Gary Simmons. Crazy Conductor. 1993

(American, born 1964) Chalk and fixative on slate-painted fiberboard with oak frame, 48 x 60" (122 x 152.4 cm). Collection of John Goodwin and Michael-Jay Robinson
© 2007 Gary Simmons Audio courtesy of Acoustiguide

Curator, Roxana Marcoci: Gary Simmons sees his chalkboards, he says, as “a surface for learning and unlearning, teaching and unteaching.” As part of our educational environment, he feels that they play a powerful role in the way our memories are constructed. The work on this wall is from his Erasure series, partly inspired by one of his early studios that had previously been a classroom in a Manhattan school building. The studio still had chalkboards in it.

Artist, Gary Simmons: I was looking for a kind of loaded object, and the chalkboard became the obvious object for me. And it sort of just hit me like a club on the head one day. And so, I started these chalkboard pieces.

Roxana Marcoci: Simmons had thought about making a film and started to watch movies considered appropriate for children, such as Dumbo and Snow White and the Seven Dwarfs.

Gary Simmons: And I thought the most interesting thing to attack would be cartoons. Because cartoons were the first kind of images where stereotypes were kind of implanted. Where a crow or a frog or something would stand in place of a black figure. And this was a form of humor for a child.

So, I started doing these drawings on the chalkboard surface itself. And then started trying to smudge or erase the kind of stereotype that was being presented there.

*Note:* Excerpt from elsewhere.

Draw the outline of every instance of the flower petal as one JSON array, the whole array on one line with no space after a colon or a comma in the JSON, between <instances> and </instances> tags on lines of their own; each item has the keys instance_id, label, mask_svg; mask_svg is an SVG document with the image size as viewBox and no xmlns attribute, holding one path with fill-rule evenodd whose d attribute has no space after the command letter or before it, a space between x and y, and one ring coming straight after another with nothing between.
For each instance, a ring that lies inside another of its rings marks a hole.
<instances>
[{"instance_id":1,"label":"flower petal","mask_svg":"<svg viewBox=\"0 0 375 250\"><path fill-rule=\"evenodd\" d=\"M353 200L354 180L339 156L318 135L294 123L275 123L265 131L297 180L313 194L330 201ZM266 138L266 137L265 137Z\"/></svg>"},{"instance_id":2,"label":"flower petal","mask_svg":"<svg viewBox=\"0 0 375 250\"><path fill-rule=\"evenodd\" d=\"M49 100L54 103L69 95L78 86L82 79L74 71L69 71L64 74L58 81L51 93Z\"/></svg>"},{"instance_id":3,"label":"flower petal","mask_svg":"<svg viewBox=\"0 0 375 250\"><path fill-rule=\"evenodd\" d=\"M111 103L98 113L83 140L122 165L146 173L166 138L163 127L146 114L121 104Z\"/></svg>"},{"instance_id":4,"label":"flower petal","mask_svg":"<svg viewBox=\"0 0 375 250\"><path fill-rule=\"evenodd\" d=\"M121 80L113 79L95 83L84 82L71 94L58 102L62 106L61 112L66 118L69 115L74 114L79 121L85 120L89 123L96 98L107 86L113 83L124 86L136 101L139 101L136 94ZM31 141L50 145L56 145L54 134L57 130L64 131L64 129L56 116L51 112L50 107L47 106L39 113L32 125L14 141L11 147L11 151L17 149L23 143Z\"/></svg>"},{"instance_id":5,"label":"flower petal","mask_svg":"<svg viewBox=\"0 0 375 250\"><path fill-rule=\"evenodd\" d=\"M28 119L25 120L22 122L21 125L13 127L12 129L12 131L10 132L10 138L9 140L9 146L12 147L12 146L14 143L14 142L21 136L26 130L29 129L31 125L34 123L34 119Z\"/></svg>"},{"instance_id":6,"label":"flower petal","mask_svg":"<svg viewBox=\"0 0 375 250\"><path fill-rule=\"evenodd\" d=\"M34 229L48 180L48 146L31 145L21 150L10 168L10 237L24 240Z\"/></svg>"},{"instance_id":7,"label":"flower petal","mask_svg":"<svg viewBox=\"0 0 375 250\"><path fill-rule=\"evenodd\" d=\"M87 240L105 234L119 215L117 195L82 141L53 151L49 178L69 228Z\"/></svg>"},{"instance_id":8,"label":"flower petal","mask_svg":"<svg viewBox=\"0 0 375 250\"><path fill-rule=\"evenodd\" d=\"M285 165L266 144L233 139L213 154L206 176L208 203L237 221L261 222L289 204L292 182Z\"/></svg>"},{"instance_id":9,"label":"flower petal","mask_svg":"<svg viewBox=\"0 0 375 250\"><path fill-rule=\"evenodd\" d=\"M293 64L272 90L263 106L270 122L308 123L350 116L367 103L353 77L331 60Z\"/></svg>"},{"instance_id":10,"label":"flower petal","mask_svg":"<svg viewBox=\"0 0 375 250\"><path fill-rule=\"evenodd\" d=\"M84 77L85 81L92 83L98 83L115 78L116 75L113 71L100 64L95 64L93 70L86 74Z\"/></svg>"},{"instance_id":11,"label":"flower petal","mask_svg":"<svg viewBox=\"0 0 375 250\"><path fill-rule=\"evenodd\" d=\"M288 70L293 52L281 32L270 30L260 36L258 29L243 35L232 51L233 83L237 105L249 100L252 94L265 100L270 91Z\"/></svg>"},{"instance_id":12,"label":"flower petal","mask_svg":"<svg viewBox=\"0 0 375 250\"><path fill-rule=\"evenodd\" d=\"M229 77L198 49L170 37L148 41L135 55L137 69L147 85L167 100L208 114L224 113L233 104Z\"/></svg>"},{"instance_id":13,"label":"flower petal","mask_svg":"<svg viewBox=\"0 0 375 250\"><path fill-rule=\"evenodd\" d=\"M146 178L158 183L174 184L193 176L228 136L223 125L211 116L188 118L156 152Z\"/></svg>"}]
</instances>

Roxana Marcoci: This work is from a 1993 series using cartoon characters from the 1930s and 40s. They have traits that embody racial stereotypes, such as wide-open eyes, thick lips and prominent teeth.

Simmons feels that erasing violent or offensive images is in itself an act of empowerment. Yet the images never fully disappear. We, the viewers, fill in what is unclear or missing for ourselves. The power of Simmons’s erasures comes from what we choose to remember.